Archbishop Charles Chaput, who retired as Archbishop of Philadelphia this year, was scheduled to address the prayer breakfast in March but was “unavailable” for the Sept. 23 event, communications staff for the event told CNA.
Archbishop Chaput’s prepared remarks were published by the journal First Things on Monday. Archbishop Chaput acknowledged in those remarks “many challenges” that face Catholics in the U.S., from within and without the Church.
“But don’t be fooled. God never loses,” he wrote. “And his Church can never lose when we, as her sons and daughters, remember our history, our Christian identity, and our mission to speak God’s truth with love.”
Regarding the honor given to Barr, Archbishop Chaput’s remarks said: “Amen.”
“Throughout my life, the men and women I’ve most admired have all had the same qualities: a thinking Catholic brain, a character of substance, and a moral spine. General Barr has all three,” he said. “As an added bonus, he’s disliked by all the right people.

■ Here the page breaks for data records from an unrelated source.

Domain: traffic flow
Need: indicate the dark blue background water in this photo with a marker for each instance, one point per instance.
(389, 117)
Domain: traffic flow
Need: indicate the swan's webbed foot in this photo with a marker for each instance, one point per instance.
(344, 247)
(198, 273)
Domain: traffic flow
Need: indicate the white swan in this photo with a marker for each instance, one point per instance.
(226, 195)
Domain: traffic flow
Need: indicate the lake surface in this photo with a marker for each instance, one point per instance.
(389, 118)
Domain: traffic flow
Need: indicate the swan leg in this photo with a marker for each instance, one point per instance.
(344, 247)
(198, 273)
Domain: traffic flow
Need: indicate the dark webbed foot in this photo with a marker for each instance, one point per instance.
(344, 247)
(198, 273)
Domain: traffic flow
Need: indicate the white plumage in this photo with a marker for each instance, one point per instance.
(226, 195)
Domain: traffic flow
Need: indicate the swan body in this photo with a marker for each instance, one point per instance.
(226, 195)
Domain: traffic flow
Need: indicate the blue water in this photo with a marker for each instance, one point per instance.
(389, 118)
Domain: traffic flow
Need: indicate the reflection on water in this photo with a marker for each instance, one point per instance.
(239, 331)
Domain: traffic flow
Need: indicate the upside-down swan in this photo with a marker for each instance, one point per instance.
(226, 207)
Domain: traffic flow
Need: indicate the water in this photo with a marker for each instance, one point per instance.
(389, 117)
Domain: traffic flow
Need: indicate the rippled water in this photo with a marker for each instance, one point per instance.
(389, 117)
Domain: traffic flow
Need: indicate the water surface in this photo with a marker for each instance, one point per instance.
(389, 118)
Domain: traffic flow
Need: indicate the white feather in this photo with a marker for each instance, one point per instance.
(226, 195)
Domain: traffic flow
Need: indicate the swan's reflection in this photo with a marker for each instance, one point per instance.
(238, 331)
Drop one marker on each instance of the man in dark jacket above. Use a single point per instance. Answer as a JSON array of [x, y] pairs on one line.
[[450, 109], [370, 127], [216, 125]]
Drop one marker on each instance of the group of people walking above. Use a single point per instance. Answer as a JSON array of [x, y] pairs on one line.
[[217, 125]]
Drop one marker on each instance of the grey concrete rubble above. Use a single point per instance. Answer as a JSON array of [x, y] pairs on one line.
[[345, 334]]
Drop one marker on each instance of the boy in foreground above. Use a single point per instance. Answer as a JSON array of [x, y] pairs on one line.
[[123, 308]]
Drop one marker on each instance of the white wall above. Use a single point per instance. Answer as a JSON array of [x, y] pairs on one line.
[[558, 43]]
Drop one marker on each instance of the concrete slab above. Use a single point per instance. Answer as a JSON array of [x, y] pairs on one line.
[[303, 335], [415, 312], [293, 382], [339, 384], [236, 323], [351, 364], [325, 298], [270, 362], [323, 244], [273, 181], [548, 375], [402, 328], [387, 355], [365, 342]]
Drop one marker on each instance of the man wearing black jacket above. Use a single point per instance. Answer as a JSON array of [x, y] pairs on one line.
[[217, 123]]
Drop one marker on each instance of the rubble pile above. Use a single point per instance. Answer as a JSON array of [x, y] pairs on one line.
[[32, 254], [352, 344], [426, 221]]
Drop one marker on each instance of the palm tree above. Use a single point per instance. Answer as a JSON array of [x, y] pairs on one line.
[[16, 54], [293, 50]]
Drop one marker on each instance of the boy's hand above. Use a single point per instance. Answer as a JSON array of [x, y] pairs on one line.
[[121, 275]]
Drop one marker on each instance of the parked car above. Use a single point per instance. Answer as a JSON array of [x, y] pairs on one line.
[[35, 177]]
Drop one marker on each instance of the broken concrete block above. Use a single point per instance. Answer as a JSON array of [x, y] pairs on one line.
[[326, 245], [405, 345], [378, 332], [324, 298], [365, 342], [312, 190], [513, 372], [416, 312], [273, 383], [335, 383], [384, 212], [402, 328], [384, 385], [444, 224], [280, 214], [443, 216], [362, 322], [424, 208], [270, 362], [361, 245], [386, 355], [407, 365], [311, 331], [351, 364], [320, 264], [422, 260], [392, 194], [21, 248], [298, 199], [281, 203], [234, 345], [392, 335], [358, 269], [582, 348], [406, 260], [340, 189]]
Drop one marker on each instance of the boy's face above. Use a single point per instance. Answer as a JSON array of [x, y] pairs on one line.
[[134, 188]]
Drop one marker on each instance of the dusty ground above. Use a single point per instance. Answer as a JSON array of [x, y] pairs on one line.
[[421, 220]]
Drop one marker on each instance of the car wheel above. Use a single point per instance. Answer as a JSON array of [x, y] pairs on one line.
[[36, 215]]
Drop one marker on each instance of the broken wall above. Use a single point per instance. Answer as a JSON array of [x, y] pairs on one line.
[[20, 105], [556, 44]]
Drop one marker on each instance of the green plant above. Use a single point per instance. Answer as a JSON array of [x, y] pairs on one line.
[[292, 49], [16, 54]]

I want to thank the various and interesting critics of General Barr for confirming me in that judgment.”
The conferral of the award on Barr was criticized by Democratic House Speaker Nancy Pelosi, who said Wednesday she was “expressing dismay” that Barr was being honored. Sister Simone Campbell, executive director of the lobbying group Network, also criticized the recognition of Barr. Campbell, who spoke at the Democratic National Convention last month, told CNA ahead of the convention that the question of abortion’s legality was “above her pay grade.”
Activist group Faithful America said it gathered more than 22,000 signatures protesting Barr’s award.
The group has previously run petition campaigns against Christian groups it sees as “right-wing,” but has also opposed actions of bishops, schools, and churches upholding the Church’s teaching on marriage, claiming those efforts are anti-LGBT.